Met dat laatste ben ik het alleszins eens. Wie agressief gedrag vertoont, wie marginaal gedrag vertoont tegenover iemand die hem of haar net aan een job wil helpen, wil helpen richting welvaart en richting kansen, die moet wat mij betreft zelfs definitief uitgesloten worden van de dop.
Zo iemand verdient onze steun niet, no pasarán. Minister, in die zin wilde ik u nog het volgende vragen: weet u hoeveel van de 219 meldingen vorig jaar effectief geen werkloosheidsuitkering meer krijgen? (Applaus bij de N-VA)
De heer Ongena heeft het woord.
In 2022 waren er 219 gevallen van fysieke, verbale en andere vormen van agressie. Dat is een stijging van 40 procent ten opzichte van twee jaar geleden. Dat is onaanvaardbaar. We kunnen en mogen niet aanvaarden dat mensen agressief worden ten aanzien van andere mensen die eigenlijk maar één ding doen, namelijk hun job en die mensen aan een job helpen. Minister, daarom steun ik uw idee volledig en hoop ik ook dat minister van Werk, collega Brouns, ook effectief snel mee aan de slag gaat en dat wie zich agressief toont, meteen geschorst wordt en meteen ook duidelijk wordt gemaakt dat we dit niet aanvaarden. Dus ik hoop dat we het voorstel dat u nu doet, ook snel kunnen omzetten in realiteit.
Mevrouw Malfroot heeft het woord.
Collega Ronse, ik kan niet zoals u rijmen en dichten zonder mijn gat op te lichten, maar ik vind het wel fijn dat u dat zo goed kunt. (Gelach)
Minister, alvast een gelukkige verjaardag van onze kant.
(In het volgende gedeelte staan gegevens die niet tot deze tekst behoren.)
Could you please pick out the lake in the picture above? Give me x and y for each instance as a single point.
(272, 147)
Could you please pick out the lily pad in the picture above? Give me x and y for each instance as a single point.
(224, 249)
We hebben het hier daarstraks ook al over gehad. We kunnen en mogen geen enkele vorm van agressie tolereren, onder geen enkel beding. Want vandaag is het agressie tegen een buschauffeur, morgen tegen een treinconducteur en de dag nadien tegen een leerkracht, een zorgmedewerker en de politie. Dit kunnen en mogen we zeker en vast niet aanvaarden.
Dus ik kan in dit geval uw oproep en die van collega Ronse om de uitkering in te trekken onder welk beding dan ook, alleen maar steunen. Want dit kunnen we niet aanvaarden. Wat ons betreft, mag u hen gerust levenslang uitsluiten van een uitkering, want dit mag en hoort niet. (Applaus bij het Vlaams Belang)
De heer Bothuyne heeft het woord.
Ik denk dat we het allemaal eens zijn dat agressie niet kan, en zeker niet ten aanzien van mensen die zo hard hun best doen om u vooruit te helpen in het leven. Want dat is wat VDAB-medewerkers doen: zij helpen mensen vooruit in het leven en geven kansen. Vandaag was er nog de communicatie dat er vorig jaar meer dan 44.000 opleidingen werden aangeboden aan werkzoekenden, met het resultaat dat de werkloosheid laag is en dat schoolverlaters heel snel een job op onze arbeidsmarkt vinden. Dus deze mensen verdienen dan ook onze steun vanuit het parlement.
Minister, ik ben heel blij met het voorstel dat u hier op tafel legt om daar onmiddellijk consequenties aan te verbinden en daar ook heel duidelijk en transparant over te communiceren. Mensen moeten weten dat agressie ten aanzien van medewerkers van de overheid, van onze VDAB, niet kan, niet mag en nooit zal worden getolereerd. (Applaus van Katrien Schryvers)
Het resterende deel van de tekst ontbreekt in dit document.